BANGOR, Maine — The Penobscot Indian reservation includes the islands on the main stem of the Penobscot River but not the water itself, a federal judge ruled Wednesday.
U.S. District Court Judge George Singal also ruled that members of the tribe may take fish from the entirety of that section of the river for sustenance.
Singal’s rulings came more than three years after the tribe filed a lawsuit against the state as a result of former Attorney General William Schneider sending a letter dated Aug. 8, 2012, to the tribal warden service saying that the state, not the tribe, has the authority to charge people with violating fishing regulations and water safety rules, according to court documents.
The tribe alleged in the lawsuit that its reservation includes the water in the river because of the tribe’s sustenance fishing rights. A year later, municipalities along the river were granted intervenor status in the case and supported the state’s contention that the reservation included the islands but not the water. The municipalities claimed that a ruling in the tribe’s favor would give it control over water quality on the river and allow the tribe to impose stricter rules than the state does on municipal discharges into the river.
Singal based his decision in part on language in the 1980 Maine Indian Claims Settlement Act, which defined the Penobscot Indian Reservation as the islands “consisting solely of Indian Island, also known as Old Town Island, and all islands in that river northward.”
“There is, in the court’s view, no ambiguity in these definitions,” Singal wrote in his 64-page decision. “MICSA is explicitly silent on the issue of any waters being included within the boundaries of the Penobscot Indian Reservation because [the statute] speaks only of ‘lands.’”
The statutes that cover most other tribes around the nation use the phrase “land and natural resources,” the judge wrote.
“Thus, [MICSA’s] use of the word ‘lands,’ instead of the more broadly defined phrase ‘land and natural resources,’ appears to reflect a congressional focus on defining only what land would make up the ‘Penobscot Indian Nation.’”
As for the issue of sustenance fishing rights, Singal found that the “undisputed record shows a long history of Penobscot Nation members sustenance fishing the entirety of the main stem and an intention on the part of the Maine Legislature, Congress and the Penobscot Nation to maintain this status quo with the passage of the Settlement Acts. In fact, this status quo was maintained in practice, and it was only in the context of this litigation that the state took the position that sustenance fishing rights in the main stem were not guaranteed under [the statute],” the judge said.
Efforts to reach Penobscot Indian Chief Kirk Francis were unsuccessful Wednesday.
The tribe’s attorney, Kaighn Smith Jr. of Portland, said late Wednesday that he was “still digesting the decision” but praised the judge’s ruling on fishing rights.
“We’re delighted the court confirmed the reservation’s sustenance fishing rights bank to bank” he said in a telephone interview. “As for the other rights at issue in the ruling, we need to sort that out.”

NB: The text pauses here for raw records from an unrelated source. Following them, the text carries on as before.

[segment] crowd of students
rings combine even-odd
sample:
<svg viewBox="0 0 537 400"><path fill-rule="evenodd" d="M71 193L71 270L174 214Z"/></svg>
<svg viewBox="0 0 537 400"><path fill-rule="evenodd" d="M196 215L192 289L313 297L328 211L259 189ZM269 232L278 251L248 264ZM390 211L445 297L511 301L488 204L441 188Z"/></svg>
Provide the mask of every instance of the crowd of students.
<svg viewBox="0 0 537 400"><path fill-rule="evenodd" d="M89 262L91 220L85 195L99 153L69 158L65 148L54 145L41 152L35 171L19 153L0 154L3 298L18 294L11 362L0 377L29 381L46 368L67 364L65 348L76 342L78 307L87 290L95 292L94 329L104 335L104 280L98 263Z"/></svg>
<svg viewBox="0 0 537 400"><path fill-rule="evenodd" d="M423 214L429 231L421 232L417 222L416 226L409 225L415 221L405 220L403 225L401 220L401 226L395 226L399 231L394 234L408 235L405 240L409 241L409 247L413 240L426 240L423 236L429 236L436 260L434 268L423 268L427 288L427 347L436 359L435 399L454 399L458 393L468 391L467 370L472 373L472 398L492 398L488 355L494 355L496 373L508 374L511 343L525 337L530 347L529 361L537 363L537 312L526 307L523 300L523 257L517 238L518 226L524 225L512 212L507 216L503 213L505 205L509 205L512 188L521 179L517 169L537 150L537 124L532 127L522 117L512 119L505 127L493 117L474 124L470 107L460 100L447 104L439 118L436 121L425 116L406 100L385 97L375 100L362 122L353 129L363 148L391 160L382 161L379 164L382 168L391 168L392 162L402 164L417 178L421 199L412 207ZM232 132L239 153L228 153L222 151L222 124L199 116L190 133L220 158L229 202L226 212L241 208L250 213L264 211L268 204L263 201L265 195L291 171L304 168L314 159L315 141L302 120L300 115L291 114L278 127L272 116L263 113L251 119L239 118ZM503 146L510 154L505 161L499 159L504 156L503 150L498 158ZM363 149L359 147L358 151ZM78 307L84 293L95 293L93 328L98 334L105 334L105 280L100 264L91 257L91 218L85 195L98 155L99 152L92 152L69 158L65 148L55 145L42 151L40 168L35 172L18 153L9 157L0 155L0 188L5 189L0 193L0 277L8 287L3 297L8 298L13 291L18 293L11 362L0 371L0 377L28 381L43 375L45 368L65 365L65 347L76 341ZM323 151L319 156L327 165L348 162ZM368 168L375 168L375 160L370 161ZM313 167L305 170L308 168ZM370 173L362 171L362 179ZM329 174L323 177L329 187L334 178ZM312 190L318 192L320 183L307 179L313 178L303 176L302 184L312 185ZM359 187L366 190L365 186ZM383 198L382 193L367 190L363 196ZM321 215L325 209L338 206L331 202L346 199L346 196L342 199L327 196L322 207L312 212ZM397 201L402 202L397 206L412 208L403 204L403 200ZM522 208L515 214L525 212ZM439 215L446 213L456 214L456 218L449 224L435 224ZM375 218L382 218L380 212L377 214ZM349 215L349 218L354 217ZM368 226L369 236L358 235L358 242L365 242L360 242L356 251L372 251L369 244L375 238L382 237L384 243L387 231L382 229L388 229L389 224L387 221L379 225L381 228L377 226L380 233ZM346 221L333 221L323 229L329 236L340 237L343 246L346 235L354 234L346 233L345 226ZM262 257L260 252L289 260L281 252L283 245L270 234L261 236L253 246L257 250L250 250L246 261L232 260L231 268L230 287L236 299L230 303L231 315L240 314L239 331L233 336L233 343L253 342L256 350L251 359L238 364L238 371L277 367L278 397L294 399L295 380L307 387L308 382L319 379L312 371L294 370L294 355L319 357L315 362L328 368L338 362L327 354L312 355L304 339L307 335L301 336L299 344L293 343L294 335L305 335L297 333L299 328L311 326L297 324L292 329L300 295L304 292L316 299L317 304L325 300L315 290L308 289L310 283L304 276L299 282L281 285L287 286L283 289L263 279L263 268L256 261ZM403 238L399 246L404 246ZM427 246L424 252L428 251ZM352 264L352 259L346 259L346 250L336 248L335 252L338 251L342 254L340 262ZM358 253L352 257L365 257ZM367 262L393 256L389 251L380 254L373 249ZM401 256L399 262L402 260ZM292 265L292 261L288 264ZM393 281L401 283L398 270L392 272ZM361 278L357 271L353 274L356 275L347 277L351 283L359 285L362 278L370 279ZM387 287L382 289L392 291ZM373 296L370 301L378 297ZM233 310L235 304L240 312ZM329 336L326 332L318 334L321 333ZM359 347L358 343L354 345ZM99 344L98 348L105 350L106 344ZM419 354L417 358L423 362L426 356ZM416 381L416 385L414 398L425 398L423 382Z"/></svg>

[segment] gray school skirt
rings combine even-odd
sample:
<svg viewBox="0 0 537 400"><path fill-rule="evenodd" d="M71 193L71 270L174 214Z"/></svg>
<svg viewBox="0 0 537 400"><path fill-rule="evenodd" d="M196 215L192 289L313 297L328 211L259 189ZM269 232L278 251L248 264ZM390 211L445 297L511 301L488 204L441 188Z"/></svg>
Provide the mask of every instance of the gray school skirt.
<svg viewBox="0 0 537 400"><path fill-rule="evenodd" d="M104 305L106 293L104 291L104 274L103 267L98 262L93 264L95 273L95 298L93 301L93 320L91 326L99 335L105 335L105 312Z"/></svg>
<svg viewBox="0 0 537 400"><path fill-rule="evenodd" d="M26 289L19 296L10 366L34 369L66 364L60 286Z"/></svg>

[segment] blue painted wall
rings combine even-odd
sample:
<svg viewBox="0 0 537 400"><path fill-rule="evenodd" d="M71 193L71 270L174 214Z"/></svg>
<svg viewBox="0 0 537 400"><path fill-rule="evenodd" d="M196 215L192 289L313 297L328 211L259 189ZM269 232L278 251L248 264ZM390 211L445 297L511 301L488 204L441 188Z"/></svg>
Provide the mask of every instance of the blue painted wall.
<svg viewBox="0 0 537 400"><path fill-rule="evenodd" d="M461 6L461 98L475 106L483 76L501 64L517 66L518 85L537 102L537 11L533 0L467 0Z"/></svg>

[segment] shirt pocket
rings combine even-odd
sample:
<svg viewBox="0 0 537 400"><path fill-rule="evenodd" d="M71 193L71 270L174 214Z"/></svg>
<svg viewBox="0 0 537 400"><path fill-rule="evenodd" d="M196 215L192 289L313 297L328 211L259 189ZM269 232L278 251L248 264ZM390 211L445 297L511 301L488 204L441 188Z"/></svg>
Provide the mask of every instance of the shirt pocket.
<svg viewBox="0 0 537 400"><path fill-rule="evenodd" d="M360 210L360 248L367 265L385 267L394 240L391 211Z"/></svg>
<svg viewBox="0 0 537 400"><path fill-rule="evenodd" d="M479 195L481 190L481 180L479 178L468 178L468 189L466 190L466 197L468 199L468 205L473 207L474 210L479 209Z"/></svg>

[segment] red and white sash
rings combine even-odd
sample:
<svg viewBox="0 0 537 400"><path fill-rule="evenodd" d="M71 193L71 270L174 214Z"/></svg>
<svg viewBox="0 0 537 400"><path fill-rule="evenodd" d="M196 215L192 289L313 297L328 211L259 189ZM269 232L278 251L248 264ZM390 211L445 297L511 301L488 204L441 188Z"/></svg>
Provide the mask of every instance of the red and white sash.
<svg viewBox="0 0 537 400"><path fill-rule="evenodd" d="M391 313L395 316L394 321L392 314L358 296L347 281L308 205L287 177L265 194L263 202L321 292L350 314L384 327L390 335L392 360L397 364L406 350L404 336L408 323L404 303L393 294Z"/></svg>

Smith declined to speculate on whether the decision would be appealed to the 1st U.S. Circuit Court of Appeals in Boston.
Maine Attorney General Janet Mills said in a statement issued Wednesday afternoon that she was pleased that the judge agreed with the state’s argument that the river is “held in trust for the use and benefit of all people.”
“The state is equally pleased that the court recognized the historical right of individual tribal members to engage in sustenance fishing along the river,” the statement said.
As far as which agency, the Maine Warden Service or the Penobscot Nation Warden Service, enforces regulations on the river, Mills said that her predecessor’s decision that it is the state agency’s responsibility still stands.
“We want to work with the nation in making sure that their rights to sustenance fishing are respected and that water quality standards are imposed and enforced in the tradition of Sens. Edmund Muskie and George Mitchell,” she said.
Attorney Matthew Manahan of Portland, who along with Catherine Connors, represented the municipalities, called the decision a victory.
“This is an important victory in upholding the terms of the Maine Indian Land Claims Settlement Act, and hopefully it will put to rest, once and for all, the efforts to undermine the Settlement [Act] and create the ‘nation within a nation’ construct that the Settlement [Act] was intended to avoid,” he said in an email.
Efforts to reach Assistant Attorney General Steven Miskinis of the Indian Resources Section of the Environmental and Resources Division in the U.S. Department of Justice, who supported the tribe’s position, were unsuccessful Wednesday.
The tribe called the federal government’s involvement in the lawsuit “unprecedented.”
Singal heard oral arguments on cross motions for summary judgement in October in federal court in Portland.